Part of the Casswiki article series Fourth Way

The Fourth Way has a complex notion involving conscious and automatic (mechanical) suffering, seen as being diametrically opposite in their effects.

George Gurdjieff speaks of the holy ‘being partkdolg duty’ in Beelzebub’s Tales to His Grandson. This is defined as consisting of conscious labors and intentional suffering and is an impulse necessary for man’s development towards objective reason and being.

This is not to be confused with mechanical suffering, which is the emotional or physical reaction to anything ordinarily painful. This “feeds the Moon”, whereas intentional suffering and conscious labors produce internal friction which is necessary for crystallizing anything of lasting value. The difference between the two types of suffering can be quite subtle and often ambiguous.

P. D. Ouspensky quotes Gurdjieff in In Search of the Miraculous:

If there is anything in the world that people do not understand it is the idea of sacrifice. They think they have to sacrifice something that they have. For example, I once said that they must sacrifice ‘faith,’ ‘tranquillity,’ ‘health.’ They understand this literally. But then the point is that they have not got either faith, or tranquillity, or health. All these words must be taken in quotation marks. In actual fact they have to sacrifice only what they imagine they have and which in reality they do not have. They must sacrifice their fantasies. But this is difficult for them, very difficult. It is much easier to sacrifice real things. “Another thing that people must sacrifice is their suffering. It is very difficult also to sacrifice one’s suffering. A man will renounce any pleasures you like but he will not give up his suffering. Man is made in such a way that he is never so much attached to anything as he is to his suffering. And it is necessary to be free from suffering. No one who is not free from suffering, who has not sacrificed his suffering, can work. Later on a great deal must be said about suffering. Nothing can be attained without suffering but at the same time one must begin by sacrificing suffering. Now, decipher what this means.
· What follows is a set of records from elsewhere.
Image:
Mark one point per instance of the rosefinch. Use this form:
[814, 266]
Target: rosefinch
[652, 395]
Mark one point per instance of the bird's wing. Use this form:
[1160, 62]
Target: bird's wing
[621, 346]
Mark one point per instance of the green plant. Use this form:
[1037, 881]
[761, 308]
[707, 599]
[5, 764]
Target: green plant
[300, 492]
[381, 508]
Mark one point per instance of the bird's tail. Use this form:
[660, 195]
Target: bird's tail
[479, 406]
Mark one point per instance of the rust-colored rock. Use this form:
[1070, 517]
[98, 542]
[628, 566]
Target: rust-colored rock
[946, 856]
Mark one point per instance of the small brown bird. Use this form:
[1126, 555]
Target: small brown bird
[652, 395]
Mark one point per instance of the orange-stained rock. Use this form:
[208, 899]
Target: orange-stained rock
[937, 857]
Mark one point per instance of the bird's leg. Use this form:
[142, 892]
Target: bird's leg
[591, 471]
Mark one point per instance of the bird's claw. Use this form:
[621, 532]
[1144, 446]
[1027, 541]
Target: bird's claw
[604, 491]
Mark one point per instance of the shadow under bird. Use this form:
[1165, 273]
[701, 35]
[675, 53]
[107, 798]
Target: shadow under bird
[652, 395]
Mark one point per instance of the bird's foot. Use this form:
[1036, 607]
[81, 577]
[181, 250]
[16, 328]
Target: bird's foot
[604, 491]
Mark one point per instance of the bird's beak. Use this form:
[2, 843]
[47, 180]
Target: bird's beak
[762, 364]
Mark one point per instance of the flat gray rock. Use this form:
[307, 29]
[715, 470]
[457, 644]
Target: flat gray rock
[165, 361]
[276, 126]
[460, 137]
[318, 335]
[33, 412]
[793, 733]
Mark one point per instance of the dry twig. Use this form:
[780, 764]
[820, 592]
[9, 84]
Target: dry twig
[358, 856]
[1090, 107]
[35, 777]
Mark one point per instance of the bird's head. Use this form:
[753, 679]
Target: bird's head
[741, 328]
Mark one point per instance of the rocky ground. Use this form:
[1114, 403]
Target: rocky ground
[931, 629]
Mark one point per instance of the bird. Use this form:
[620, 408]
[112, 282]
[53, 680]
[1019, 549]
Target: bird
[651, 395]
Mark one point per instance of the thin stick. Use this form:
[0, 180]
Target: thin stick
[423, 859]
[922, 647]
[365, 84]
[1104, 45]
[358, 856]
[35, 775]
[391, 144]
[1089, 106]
From Beelzebub’s Tales to His Grandson:

He [Buddha] then, among other things, told them very definitely the following: “‘One of the best means of rendering ineffective the predisposition present in your nature of the crystallization of the consequences of the properties of the organ Kundabuffer is “intentional-suffering”; and the greatest intentional suffering can be obtained in your presences if you compel yourselves to be able to endure the “displeasing-manifestations-of-others-towards-yourselves.

[…]

The factors for the being-impulse conscience arise in the presences of the three-brained beings from the localization of the particles of the “emanations-of-the-sorrow” of our OMNI-LOVING AND LONG-SUFFERING-ENDLESS CREATOR; that is why the source of the manifestation of genuine conscience in three-centered beings is sometimes called the REPRESENTATIVE OF THE CREATOR. “‘And this sorrow is formed in our ALL-MAINTAINING COMMON FATHER from the struggle constantly proceeding in the Universe between joy and sorrow. In all three-brained beings of the whole of our Universe without exception, among whom are also we men, owing to the data crystallized in our common presences for engendering in us the Divine impulse of conscience, “the-whole-of-us” and the whole of our essence, are, and must be, already in our foundation, only suffering. And they must be suffering, because the completed actualizing of the manifestation of such a being-impulse in us can proceed only from the constant struggle of two quite opposite what are called “complexes-of-the- functioning” of those two sources which are of quite opposite origin, namely, between the processes of the functioning of our planetary body itself and the parallel functionings arising progressively from the coating and perfecting of our higher being-bodies within this planetary body of ours, which functionings in their totality actualize every kind of Reason in the three-centered beings. “‘In consequence of this, every three-centered being of our Great Universe, and also we men existing on the Earth, must, owing to the presence in us also of the factors for engendering the Divine impulse of “Objective Conscience,” always inevitably struggle with the arising and the proceeding within our common presences of two quite opposite functionings giving results always sensed by us either as “desires” or as “nondesires.” And so, only he, who consciously assists the process of this inner struggle and consciously assists the “nondesires” to predominate over the desires, behaves just in accordance with the essence of our COMMON FATHER CREATOR HIMSELF; whereas he who with his consciousness assists the contrary, only increases HIS sorrow.

We could say that mechanical suffering is rooted in subjectivity and consideration for self. Intentional or conscious suffering is on the other hand rooted in internal struggle for objectivity. It is choosing the higher in the place of the lower, choosing external considering in the place of internal considering, for example. Of course before this makes sense, there must exist some sort of taste for differentiating between these.

So it comes to be that the illusion of being virtuous because one happens to feel pain must be sacrificed, whereas the internal struggle towards objectivity must be embraced. Man’s natural complacency and mechanicality, not to mention the General Law, will offer all the adversary one might wish for. In Gurdjieff’s words, the Creator’s joy is in creation struggling towards truth. This joy cannot be without the struggle, just as there cannot be free will without the presence of alternatives.